Vulkan: Check for device loss in CheckAndUpdateCompletedSerials

Bug: chromium:1195645
Bug: chromium:1195693
Change-Id: I3c25a64af87a60f40030094dd73b13a035a7876c
Reviewed-on: https://dawn-review.googlesource.com/c/dawn/+/46625
Auto-Submit: Corentin Wallez <cwallez@chromium.org>
Reviewed-by: Jiawei Shao <jiawei.shao@intel.com>
Reviewed-by: Austin Eng <enga@chromium.org>
Commit-Queue: Austin Eng <enga@chromium.org>
diff --git a/src/dawn_native/Device.cpp b/src/dawn_native/Device.cpp
index 9f05587..49898d9 100644
--- a/src/dawn_native/Device.cpp
+++ b/src/dawn_native/Device.cpp
@@ -402,8 +402,9 @@
         }
     }
 
-    void DeviceBase::CheckPassedSerials() {
-        ExecutionSerial completedSerial = CheckAndUpdateCompletedSerials();
+    MaybeError DeviceBase::CheckPassedSerials() {
+        ExecutionSerial completedSerial;
+        DAWN_TRY_ASSIGN(completedSerial, CheckAndUpdateCompletedSerials());
 
         ASSERT(completedSerial <= mLastSubmittedSerial);
         // completedSerial should not be less than mCompletedSerial unless it is 0.
@@ -413,6 +414,8 @@
         if (completedSerial > mCompletedSerial) {
             mCompletedSerial = completedSerial;
         }
+
+        return {};
     }
 
     ResultOrError<const Format*> DeviceBase::GetInternalFormat(wgpu::TextureFormat format) const {
@@ -932,8 +935,7 @@
         // 1. the last submitted serial has moved beyond the completed serial
         // 2. or the completed serial has not reached the future serial set by the trackers
         if (mLastSubmittedSerial > mCompletedSerial || mCompletedSerial < mFutureSerial) {
-            CheckPassedSerials();
-
+            DAWN_TRY(CheckPassedSerials());
             DAWN_TRY(TickImpl());
 
             // There is no GPU work in flight, we need to move the serials forward so that
diff --git a/src/dawn_native/Device.h b/src/dawn_native/Device.h
index 42c684e..1f014f3 100644
--- a/src/dawn_native/Device.h
+++ b/src/dawn_native/Device.h
@@ -243,7 +243,7 @@
         // reaching the serial the work will be executed on.

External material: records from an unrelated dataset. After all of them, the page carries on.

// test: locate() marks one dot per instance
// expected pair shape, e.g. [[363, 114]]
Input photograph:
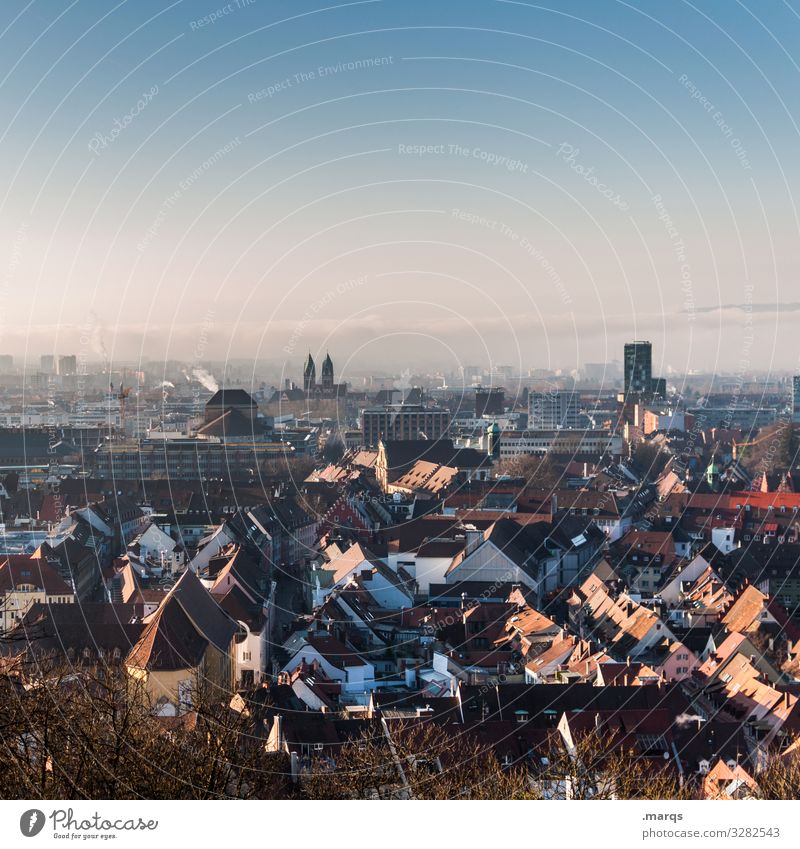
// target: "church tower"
[[327, 375], [309, 376]]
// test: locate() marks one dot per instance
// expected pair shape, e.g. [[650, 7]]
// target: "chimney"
[[473, 538]]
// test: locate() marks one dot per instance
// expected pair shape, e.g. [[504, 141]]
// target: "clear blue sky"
[[401, 181]]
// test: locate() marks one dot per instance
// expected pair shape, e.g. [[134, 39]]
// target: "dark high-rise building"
[[309, 375], [638, 367], [402, 422]]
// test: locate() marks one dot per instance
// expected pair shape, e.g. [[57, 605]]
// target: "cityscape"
[[601, 561], [399, 401]]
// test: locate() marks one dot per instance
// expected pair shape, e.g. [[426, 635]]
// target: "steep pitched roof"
[[179, 631]]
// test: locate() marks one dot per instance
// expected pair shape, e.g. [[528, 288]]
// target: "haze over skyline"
[[401, 182]]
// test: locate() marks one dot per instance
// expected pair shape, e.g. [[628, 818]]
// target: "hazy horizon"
[[401, 183]]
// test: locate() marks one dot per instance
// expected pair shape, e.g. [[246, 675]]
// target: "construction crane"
[[122, 395]]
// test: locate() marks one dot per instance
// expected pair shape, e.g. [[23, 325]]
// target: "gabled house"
[[26, 581], [188, 645], [338, 662]]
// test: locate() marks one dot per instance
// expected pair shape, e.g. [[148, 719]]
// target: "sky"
[[403, 183]]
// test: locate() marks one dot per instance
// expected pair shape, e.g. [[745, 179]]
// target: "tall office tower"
[[638, 367], [68, 365]]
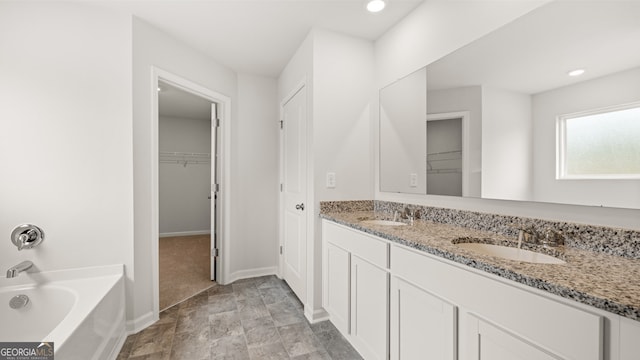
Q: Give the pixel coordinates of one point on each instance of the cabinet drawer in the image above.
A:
(365, 246)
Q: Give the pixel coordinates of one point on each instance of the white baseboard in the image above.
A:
(118, 347)
(249, 273)
(141, 323)
(315, 316)
(186, 233)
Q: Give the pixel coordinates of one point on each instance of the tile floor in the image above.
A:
(258, 318)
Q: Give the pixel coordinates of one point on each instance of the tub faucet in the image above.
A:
(16, 270)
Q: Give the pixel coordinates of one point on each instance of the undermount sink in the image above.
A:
(510, 253)
(383, 222)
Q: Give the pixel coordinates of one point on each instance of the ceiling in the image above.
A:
(535, 52)
(260, 36)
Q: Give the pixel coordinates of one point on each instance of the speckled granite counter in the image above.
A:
(607, 282)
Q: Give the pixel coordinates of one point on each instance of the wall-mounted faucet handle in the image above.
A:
(27, 236)
(15, 270)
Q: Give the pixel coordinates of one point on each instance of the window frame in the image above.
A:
(561, 142)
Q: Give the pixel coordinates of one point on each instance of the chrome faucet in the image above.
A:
(526, 234)
(530, 235)
(16, 270)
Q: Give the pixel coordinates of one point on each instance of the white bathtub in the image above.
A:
(80, 310)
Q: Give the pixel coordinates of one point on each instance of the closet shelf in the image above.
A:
(184, 158)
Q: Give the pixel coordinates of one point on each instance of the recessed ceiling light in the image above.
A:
(576, 72)
(376, 5)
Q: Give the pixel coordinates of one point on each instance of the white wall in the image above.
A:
(151, 47)
(255, 167)
(65, 134)
(468, 98)
(507, 145)
(403, 116)
(339, 75)
(184, 206)
(343, 79)
(435, 29)
(616, 89)
(250, 96)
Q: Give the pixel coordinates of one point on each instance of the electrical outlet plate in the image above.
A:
(331, 180)
(413, 180)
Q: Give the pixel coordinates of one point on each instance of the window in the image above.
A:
(600, 144)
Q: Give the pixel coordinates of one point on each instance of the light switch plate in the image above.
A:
(413, 180)
(331, 180)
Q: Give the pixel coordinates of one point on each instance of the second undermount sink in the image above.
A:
(511, 253)
(383, 222)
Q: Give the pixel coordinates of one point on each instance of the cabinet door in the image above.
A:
(490, 342)
(336, 290)
(422, 325)
(369, 301)
(629, 339)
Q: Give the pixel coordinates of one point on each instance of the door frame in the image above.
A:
(466, 160)
(281, 206)
(223, 222)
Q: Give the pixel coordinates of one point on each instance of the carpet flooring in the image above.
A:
(185, 268)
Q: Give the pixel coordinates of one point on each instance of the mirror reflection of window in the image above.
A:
(600, 144)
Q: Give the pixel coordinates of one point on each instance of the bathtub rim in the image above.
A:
(86, 300)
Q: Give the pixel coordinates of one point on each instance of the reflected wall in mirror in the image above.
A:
(515, 86)
(403, 115)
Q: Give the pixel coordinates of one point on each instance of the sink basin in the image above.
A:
(511, 253)
(383, 222)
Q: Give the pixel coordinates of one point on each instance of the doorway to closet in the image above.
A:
(187, 199)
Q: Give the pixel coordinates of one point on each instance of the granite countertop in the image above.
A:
(607, 282)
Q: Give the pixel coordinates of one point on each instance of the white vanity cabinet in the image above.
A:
(392, 301)
(499, 321)
(356, 287)
(422, 326)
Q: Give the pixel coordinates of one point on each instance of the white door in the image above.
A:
(295, 207)
(213, 195)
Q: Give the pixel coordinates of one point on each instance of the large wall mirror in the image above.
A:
(489, 120)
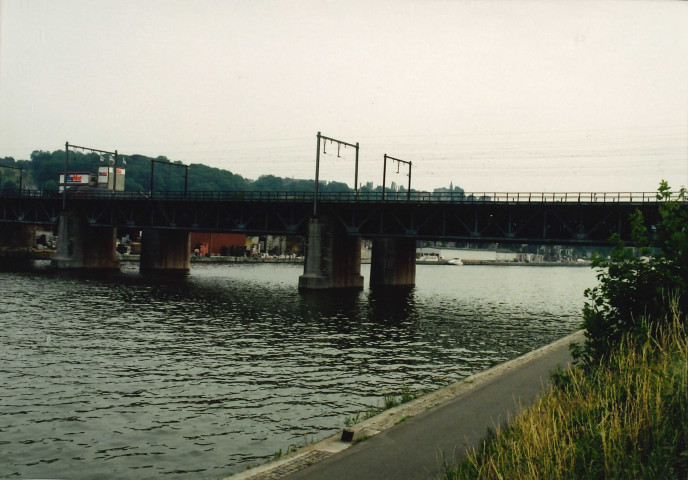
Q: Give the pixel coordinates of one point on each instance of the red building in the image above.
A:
(226, 244)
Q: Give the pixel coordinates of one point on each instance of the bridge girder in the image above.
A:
(572, 223)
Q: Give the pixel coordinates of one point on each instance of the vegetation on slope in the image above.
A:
(622, 411)
(42, 172)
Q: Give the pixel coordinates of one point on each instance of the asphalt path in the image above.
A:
(418, 447)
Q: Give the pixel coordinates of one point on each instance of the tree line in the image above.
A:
(42, 171)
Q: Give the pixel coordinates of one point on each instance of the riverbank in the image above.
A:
(48, 254)
(591, 427)
(411, 440)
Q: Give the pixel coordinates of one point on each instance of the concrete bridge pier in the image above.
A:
(165, 251)
(333, 259)
(16, 244)
(83, 247)
(393, 262)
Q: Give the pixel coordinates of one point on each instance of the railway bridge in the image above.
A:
(88, 219)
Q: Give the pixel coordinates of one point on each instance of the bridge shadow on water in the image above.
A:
(226, 298)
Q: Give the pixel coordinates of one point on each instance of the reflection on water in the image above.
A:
(122, 376)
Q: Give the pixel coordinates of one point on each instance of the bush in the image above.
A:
(636, 285)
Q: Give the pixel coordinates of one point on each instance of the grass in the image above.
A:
(402, 419)
(628, 418)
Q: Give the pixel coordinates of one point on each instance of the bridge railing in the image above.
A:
(352, 197)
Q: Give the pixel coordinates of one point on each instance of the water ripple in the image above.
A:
(124, 377)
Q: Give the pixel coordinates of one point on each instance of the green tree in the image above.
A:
(638, 288)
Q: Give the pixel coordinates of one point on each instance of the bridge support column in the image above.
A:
(16, 244)
(82, 247)
(333, 259)
(393, 262)
(165, 251)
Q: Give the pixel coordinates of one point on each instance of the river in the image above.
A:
(123, 376)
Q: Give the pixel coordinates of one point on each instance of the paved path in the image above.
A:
(442, 425)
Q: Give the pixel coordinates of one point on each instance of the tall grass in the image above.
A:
(625, 419)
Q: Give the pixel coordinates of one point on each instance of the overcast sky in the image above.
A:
(492, 95)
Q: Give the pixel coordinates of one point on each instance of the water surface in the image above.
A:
(123, 376)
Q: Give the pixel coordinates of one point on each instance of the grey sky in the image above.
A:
(492, 96)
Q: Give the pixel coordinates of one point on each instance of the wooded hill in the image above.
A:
(43, 170)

         void AddFutureSerial(ExecutionSerial serial);
         // Check for passed fences and set the new completed serial
-        void CheckPassedSerials();
+        MaybeError CheckPassedSerials();
 
         MaybeError Tick();
 
@@ -336,7 +336,7 @@
 
         // Each backend should implement to check their passed fences if there are any and return a
         // completed serial. Return 0 should indicate no fences to check.
-        virtual ExecutionSerial CheckAndUpdateCompletedSerials() = 0;
+        virtual ResultOrError<ExecutionSerial> CheckAndUpdateCompletedSerials() = 0;
         // During shut down of device, some operations might have been started since the last submit
         // and waiting on a serial that doesn't have a corresponding fence enqueued. Fake serials to
         // make all commands look completed.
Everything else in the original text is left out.